Page 3201 - Week 09 - Tuesday, 20 August 2019

Next page . . . . Previous page . . . . Speeches . . . . Contents . . . . Debates(HTML) . . . . PDF . . . . Video


Icon Water Ltd—Part 1.15

MR COE (Yerrabi—Leader of the Opposition) (4.46): Icon Water is, of course, one of those territory-owned corporations that I think we need to shine a much brighter light into. Whilst they have obviously got considerable expertise, considerable knowledge and considerable corporate history I am not convinced that the current structure of Icon Water is serving the city as well as it could.

To that end, I think we should be exploring the opportunity of bringing Icon Water back in house. We should consider making it a directorate or a stand-alone department here in the ACT. There will be arguments for and there will be arguments against, but let us have that discussion. We are not wedded to one view or the other but I think it is a discussion that is worth while having.

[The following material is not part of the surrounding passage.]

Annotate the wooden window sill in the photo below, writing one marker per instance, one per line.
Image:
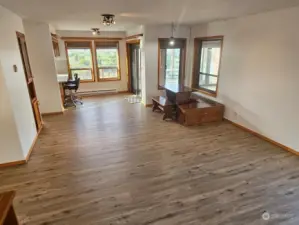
(109, 79)
(206, 92)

One of the issues that we have with Icon Water continues to be that of the Shared Services agreements. Approximately 10 per cent of their total expenses are attributable to the Shared Services agreements. Icon Water has previously advised that the contracts are supposed to cover their ICT needs but, for all those millions, the services contract covers a specified scope of technology and does not incorporate new requirements and systems.

Icon have essentially signed up to a contract that gives a huge amount of money to ActewAGL. You may think that that is all right; ActewAGL is a territory entity. Actually it is not. Only half of ActewAGL is in ACT taxpayer ownership. I do not see the other half owner of ActewAGL putting $25 million into that same entity through a Shared Services agreement. Therefore, for every dollar of profit for ActewAGL that comes as a result of the Shared Services agreement, the territory is losing half to their equity partners.

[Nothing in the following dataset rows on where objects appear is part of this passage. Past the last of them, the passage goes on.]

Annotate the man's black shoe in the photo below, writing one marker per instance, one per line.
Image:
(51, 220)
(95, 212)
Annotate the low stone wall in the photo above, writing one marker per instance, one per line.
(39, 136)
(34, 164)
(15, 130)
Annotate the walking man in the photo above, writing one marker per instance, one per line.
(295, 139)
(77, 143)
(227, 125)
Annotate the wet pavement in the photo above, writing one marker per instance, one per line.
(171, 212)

Despite the agreement supposedly covering all Icon’s ICT needs, they still have 17 people employed within Icon Water as part of their digital technology group to handle the administration of and support of assistance such as the asset management system, the geodatabase, cloud architecture, platform liability and cyber security. If you have a Shared Services agreement for ICT services, yet you still employ 17 people for ICT services, it begs the question: what is it all for? Are we getting $25 million worth of value out of this? The digital technology group is made up of the chief information officer, the enterprise architect, service manager, program manager and 13 administrative staff. Icon Water still refuse to advise the actual value of each of these contracts or provide any further information, and that was confirmed in estimates question 190. There are, of course, many questions that need to be answered.

This government likes to say that there will be no job cuts. They have had a few redundancies at Icon Water—a couple of high-profile redundancies at Icon Water in recent years—and I wonder what the terms of those redundancies are. I wonder whether all those positions were made redundant or whether it was simply a payment to move some people on. There are many questions that need to be answered.